The seller can also look to restore their full VA loan entitlement once they’ve repaid that original loan in full.
Things can look different with a loan assumption.
As with a typical purchase, lenders will vet the credit and finances of the person assuming your loan. Unlike a home sale, your legal liability for the debt doesn’t automatically disappear upon completing an assumption.
Homeowners have to ask for and obtain a release of liability from the lender or servicer. Without a release of liability, VA homeowners could take a major credit hit if the person assuming their loan later makes late payments or defaults on the mortgage.
Using VA Entitlement After an Assumption
Another huge consideration is VA loan entitlement. If the person assuming your loan is a veteran with sufficient VA loan entitlement, then you can ask them to formally substitute their entitlement for yours on that mortgage. Otherwise, the entitlement you utilized to purchase the home will remain tied up there until the loan is fully repaid.

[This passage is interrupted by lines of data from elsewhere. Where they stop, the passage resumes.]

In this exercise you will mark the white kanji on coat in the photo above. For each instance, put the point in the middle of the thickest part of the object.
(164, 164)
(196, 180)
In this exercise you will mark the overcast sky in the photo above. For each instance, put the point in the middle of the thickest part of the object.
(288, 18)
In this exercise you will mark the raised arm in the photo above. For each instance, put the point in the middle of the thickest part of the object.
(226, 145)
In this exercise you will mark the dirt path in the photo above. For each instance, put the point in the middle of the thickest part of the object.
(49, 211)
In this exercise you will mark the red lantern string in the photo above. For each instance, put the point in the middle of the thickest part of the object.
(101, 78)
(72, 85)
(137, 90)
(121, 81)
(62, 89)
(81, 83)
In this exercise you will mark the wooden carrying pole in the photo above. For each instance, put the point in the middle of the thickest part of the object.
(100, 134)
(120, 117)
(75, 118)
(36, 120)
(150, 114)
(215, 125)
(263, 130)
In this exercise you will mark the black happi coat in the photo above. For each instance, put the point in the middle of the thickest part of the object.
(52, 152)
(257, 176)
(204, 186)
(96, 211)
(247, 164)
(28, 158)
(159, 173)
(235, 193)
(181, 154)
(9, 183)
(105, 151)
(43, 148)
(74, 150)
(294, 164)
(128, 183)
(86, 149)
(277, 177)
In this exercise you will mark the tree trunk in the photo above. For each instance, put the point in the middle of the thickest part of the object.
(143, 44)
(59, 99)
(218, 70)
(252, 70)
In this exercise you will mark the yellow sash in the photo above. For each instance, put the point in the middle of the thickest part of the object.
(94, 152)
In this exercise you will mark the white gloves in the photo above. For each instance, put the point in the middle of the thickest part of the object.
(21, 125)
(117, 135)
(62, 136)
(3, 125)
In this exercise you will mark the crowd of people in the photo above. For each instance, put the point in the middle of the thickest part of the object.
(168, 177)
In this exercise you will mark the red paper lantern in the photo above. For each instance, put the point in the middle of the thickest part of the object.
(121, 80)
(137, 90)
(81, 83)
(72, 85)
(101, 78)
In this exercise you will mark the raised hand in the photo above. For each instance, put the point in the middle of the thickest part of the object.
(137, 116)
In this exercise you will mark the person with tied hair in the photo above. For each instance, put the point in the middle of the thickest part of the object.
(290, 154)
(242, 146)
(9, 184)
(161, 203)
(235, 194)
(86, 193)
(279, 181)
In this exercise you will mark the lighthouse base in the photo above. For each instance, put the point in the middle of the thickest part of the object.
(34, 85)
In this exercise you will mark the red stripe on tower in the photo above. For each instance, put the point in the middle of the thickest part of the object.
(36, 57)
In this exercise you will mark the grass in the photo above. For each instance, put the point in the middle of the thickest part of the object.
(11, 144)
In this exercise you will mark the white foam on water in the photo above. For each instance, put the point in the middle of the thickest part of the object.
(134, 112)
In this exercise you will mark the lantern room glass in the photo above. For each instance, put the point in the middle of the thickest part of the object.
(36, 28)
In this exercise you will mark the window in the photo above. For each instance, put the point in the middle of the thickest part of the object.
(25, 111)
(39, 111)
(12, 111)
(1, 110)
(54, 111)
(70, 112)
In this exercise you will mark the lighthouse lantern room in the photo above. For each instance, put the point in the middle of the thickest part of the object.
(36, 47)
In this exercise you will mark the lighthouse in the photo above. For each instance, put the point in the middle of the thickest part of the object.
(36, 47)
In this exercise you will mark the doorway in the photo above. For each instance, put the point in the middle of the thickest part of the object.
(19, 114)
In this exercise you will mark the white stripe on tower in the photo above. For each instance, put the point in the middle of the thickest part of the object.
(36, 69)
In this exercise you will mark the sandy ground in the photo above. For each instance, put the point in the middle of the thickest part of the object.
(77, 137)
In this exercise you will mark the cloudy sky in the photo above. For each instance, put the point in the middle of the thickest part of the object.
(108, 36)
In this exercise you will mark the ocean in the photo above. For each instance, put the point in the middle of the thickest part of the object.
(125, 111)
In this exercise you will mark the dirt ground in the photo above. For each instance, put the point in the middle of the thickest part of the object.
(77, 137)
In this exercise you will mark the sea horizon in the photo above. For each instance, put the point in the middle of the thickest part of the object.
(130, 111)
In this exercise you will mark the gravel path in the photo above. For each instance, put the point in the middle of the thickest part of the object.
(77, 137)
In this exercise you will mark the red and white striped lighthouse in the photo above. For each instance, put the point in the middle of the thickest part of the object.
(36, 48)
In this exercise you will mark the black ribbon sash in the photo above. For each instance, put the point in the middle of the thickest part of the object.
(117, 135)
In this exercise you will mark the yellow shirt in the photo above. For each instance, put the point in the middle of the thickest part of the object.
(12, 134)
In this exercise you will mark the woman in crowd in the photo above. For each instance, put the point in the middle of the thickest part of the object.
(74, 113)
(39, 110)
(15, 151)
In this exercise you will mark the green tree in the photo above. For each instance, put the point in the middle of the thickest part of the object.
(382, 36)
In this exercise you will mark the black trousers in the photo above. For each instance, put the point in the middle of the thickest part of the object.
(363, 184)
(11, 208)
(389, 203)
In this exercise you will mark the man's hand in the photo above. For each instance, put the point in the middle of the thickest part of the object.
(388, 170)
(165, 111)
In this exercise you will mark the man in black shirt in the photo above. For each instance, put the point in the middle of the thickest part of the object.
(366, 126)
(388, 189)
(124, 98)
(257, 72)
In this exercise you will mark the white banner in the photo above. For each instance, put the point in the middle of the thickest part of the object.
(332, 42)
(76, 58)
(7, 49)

Failing to get a Substitution of Entitlement can limit your $0 down purchasing power when it comes time to reuse the VA loan benefit. What’s worse is that veterans would lose that portion of their entitlement entirely if the assumer later defaults on the loan.
Potential VA Loan Assumption Benefits
Those are some of the key considerations and potential concerns. In terms of the potential advantages, having an assumable loan can be a big help if you’re looking to sell during a time of rising interest rates.
Let’s say you bought a few years ago and got a rock-bottom interest rate. But if rates have been on the rise since you landed that VA loan, anyone wanting to go out today and get a loan to buy your home is getting stuck with a higher interest rate than what you have -- unless they can just assume your loan. In that case, the buyer gets to take advantage of the lower rate you locked into years ago.
Most of the closing costs associated with a VA purchase aren’t part of an assumption, either. But the person assuming the loan does pay a funding fee of 0.5 percent of the loan balance. That fee goes directly to the VA and helps keep the loan program running for future generations of military buyers. Veterans who would normally be exempt from the VA Funding Fee are also exempt from this assumption fee.
The key with a loan assumption is making sure to safeguard your VA loan entitlement and your financial future. VA loan assumptions aren’t incredibly common, but the ability to have someone assume your loan is a potential benefit when the time comes to sell. And it’s a benefit you won’t find with most conventional mortgages.
Talk with your lender or servicer if you have questions about VA loan assumptions.